Very quick question regarding the answers route. Why not adding shallow: true to it so that edit and delete can be performed by just knowing the answer id. After the answer is created, there is no need to carry the question id when it comes to edit or delete it, no?
What tools would you recommend to obfuscate sensitive data when dumping a database? I know there are some gems, but not sure how they would fit in this process.
It looks like a few things have changed over the last few months and `headers["X-Frame-Options"] = "allowall"` does not seem to be working anymore with recent browsers.
I found this Stackoverflow article about the topic https://stackoverflow.com/questions/67561924/ruby-on-rails-allow-embedding-of-your-website-in-other-sites-using-frame-ancesto and it appears that the "new" way of doing it is by overloading a Content Security Policy.
I ended up with the following content_security_policy.rb file
Rails.application.configure do config.content_security_policy do |policy| policy.default_src :self policy.frame_ancestors 'self', "*" end end
You can also decide to not override the property on a case by case (controller level).

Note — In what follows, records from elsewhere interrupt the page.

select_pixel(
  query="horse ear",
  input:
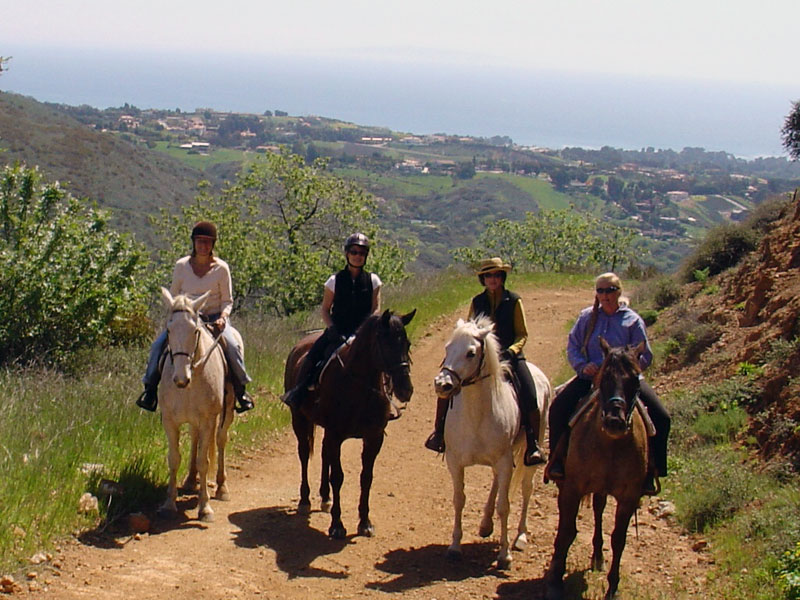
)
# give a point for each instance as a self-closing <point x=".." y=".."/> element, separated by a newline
<point x="167" y="297"/>
<point x="406" y="319"/>
<point x="198" y="304"/>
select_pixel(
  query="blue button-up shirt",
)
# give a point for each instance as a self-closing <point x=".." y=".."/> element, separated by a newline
<point x="623" y="328"/>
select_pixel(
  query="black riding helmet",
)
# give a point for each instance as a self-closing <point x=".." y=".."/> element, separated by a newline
<point x="205" y="229"/>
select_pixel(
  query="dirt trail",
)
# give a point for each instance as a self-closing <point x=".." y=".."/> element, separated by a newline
<point x="260" y="547"/>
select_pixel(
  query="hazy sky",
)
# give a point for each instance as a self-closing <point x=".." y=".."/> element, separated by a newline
<point x="729" y="40"/>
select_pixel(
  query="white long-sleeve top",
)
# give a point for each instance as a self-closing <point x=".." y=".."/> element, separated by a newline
<point x="217" y="281"/>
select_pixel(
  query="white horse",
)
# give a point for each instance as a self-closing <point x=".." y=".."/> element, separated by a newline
<point x="483" y="428"/>
<point x="194" y="391"/>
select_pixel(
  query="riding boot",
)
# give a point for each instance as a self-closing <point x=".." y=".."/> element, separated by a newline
<point x="244" y="401"/>
<point x="435" y="441"/>
<point x="149" y="399"/>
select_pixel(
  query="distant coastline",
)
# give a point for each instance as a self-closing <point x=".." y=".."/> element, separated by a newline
<point x="547" y="109"/>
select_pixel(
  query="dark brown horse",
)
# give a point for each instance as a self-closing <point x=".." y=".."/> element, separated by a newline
<point x="607" y="456"/>
<point x="351" y="401"/>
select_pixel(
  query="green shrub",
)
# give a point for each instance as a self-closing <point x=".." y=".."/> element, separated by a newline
<point x="67" y="282"/>
<point x="789" y="573"/>
<point x="712" y="486"/>
<point x="667" y="292"/>
<point x="722" y="248"/>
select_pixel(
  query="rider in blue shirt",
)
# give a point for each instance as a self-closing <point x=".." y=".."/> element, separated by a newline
<point x="611" y="318"/>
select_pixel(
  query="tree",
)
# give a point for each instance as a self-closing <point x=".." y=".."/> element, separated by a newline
<point x="281" y="226"/>
<point x="67" y="282"/>
<point x="790" y="132"/>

I still have one issue: making it work with nested routes
resources :events do resources :questions, shallow: true end
the render template code in the example does not seem to be working as the URL is events/:event_id/questions :-( But I will get something working at some point. Cheers
I still have issues in my project getting the id properly working. We are using UUIDs and not integer increments in our Postgres database. Could that be the issue? I eventually have to create the id and pass it to the different models ... so not that convenient.